John Coviello wrote:
My greatest fear vis a vis cold fusion is that it will die when the
researchers all die.
That's not going to happen Jed. If cold fusion is indeed a real and
viable scientific discovery, the death of researchers will not end
its development. Perhaps their deaths will slow cold fusion research
down, but if something is real in nature it will eventually be
developed by someone. The only way cold fusion will totally die is
if it has been an artifact all along, gross experimental error, noise.
How do you know that? People often say things like: "Science always
works in the end; valuable data is never truly lost." In other
fields, valuable data and important techniques are lost all the time.
I know of examples in computer programming, shipbuilding, metallurgy
and many other fields. Programming techniques which were well known
in the 1970s are unheard of today. I purchased a commercial program a
couple years ago to accomplish one of the tasks at LENR-CANR.org. It
took 10 minutes to execute. I wrote an old-fashioned Pascal program
that ran in 20 seconds and did a better job.

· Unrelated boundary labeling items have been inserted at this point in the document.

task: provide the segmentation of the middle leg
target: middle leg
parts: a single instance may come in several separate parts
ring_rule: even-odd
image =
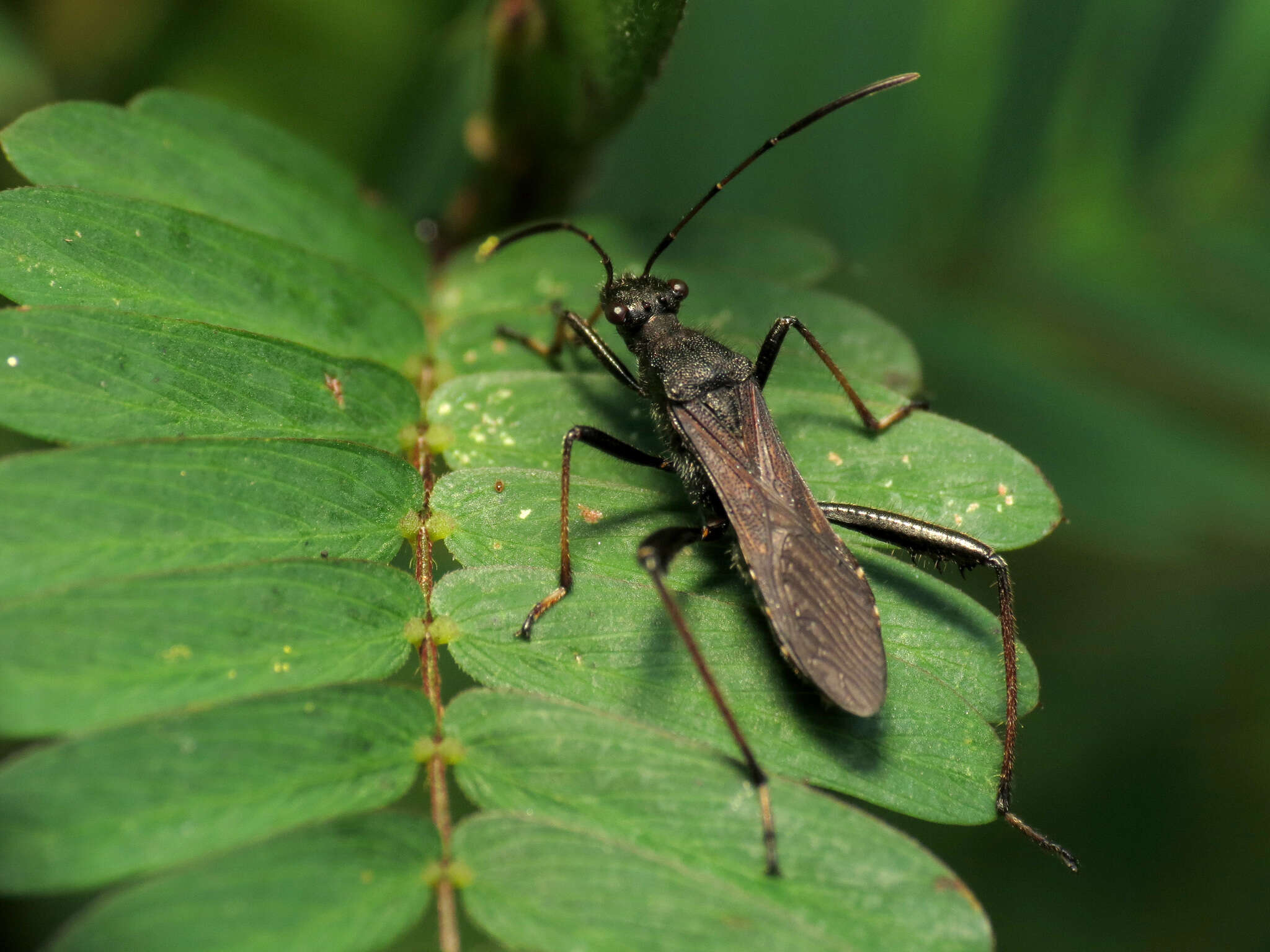
[[[646,571],[649,578],[653,580],[653,585],[657,588],[657,594],[662,599],[665,613],[671,616],[671,622],[674,625],[674,630],[678,631],[679,637],[683,638],[683,644],[688,649],[688,654],[692,655],[692,663],[696,665],[697,673],[701,675],[701,680],[705,682],[706,689],[710,692],[710,697],[714,699],[715,707],[719,708],[719,713],[728,725],[728,730],[732,732],[733,740],[737,741],[737,746],[740,749],[740,755],[745,762],[745,769],[749,772],[749,779],[754,784],[754,790],[758,792],[758,811],[763,824],[763,849],[767,854],[767,875],[780,876],[780,863],[776,857],[776,823],[772,817],[772,797],[767,784],[767,774],[763,772],[763,768],[758,765],[758,759],[749,749],[749,741],[745,740],[745,735],[742,732],[740,725],[737,722],[737,717],[733,715],[732,708],[728,707],[728,701],[724,698],[723,691],[719,688],[719,683],[710,671],[710,665],[706,664],[706,658],[701,652],[701,646],[697,645],[697,640],[692,636],[692,630],[688,627],[688,622],[683,617],[683,612],[679,611],[679,603],[674,600],[674,595],[672,595],[671,590],[665,586],[665,572],[671,565],[671,560],[673,560],[676,555],[682,552],[693,542],[704,542],[716,538],[726,531],[728,523],[721,520],[707,523],[705,528],[700,529],[692,526],[674,526],[668,529],[659,529],[644,539],[640,545],[638,559],[640,565],[644,566],[644,571]]]
[[[781,352],[781,344],[785,343],[785,335],[789,334],[790,327],[794,327],[803,339],[808,343],[815,355],[820,358],[822,363],[829,368],[829,373],[833,378],[838,381],[838,386],[847,395],[847,400],[851,405],[856,407],[856,414],[860,416],[860,421],[864,423],[866,428],[874,433],[880,433],[881,430],[890,426],[893,423],[899,423],[906,416],[908,416],[913,410],[925,410],[925,400],[911,400],[903,406],[892,410],[883,418],[874,416],[872,410],[865,406],[865,401],[860,399],[856,393],[855,387],[852,387],[846,378],[846,374],[838,369],[838,364],[833,362],[833,358],[820,347],[820,341],[815,339],[815,335],[806,329],[806,326],[798,317],[780,317],[772,329],[767,331],[767,336],[763,339],[763,345],[758,348],[758,357],[754,359],[754,380],[758,381],[759,388],[767,383],[767,376],[772,372],[772,367],[776,363],[776,355]]]
[[[947,559],[963,569],[986,565],[997,575],[998,617],[1001,618],[1001,647],[1006,666],[1006,736],[1001,759],[1001,777],[997,782],[997,814],[1043,849],[1054,853],[1072,871],[1077,871],[1076,858],[1045,834],[1029,826],[1011,809],[1011,787],[1015,776],[1015,743],[1019,737],[1019,623],[1015,619],[1015,595],[1010,584],[1010,567],[991,546],[964,532],[912,519],[885,509],[846,503],[818,503],[824,518],[848,529],[862,532],[881,542],[907,548],[914,556],[925,555]]]
[[[560,465],[560,584],[530,609],[528,617],[517,632],[518,637],[526,640],[530,638],[533,623],[542,617],[542,613],[568,595],[573,588],[573,561],[569,557],[569,470],[573,463],[573,444],[578,440],[635,466],[648,466],[654,470],[671,468],[669,461],[645,453],[639,447],[632,447],[594,426],[574,426],[564,434],[564,454]]]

In his latest book, Kenneth Deffeyes wrote: "the number of active
exploration geologists in petroleum plus mining in the world is a few
thousand, probably fewer than 10,000. Almost all the students with a
natural science and today are majoring in environmental studies or
ecology. The problem involves more than just the colleges and
universities. Most of us learned an enormous amount on the job from
our older colleagues, skilled and experienced geologists. When those
threads are broken, there is a permanent loss." "Beyond Oil," p. 179
Why should experimental science be different from these other fields?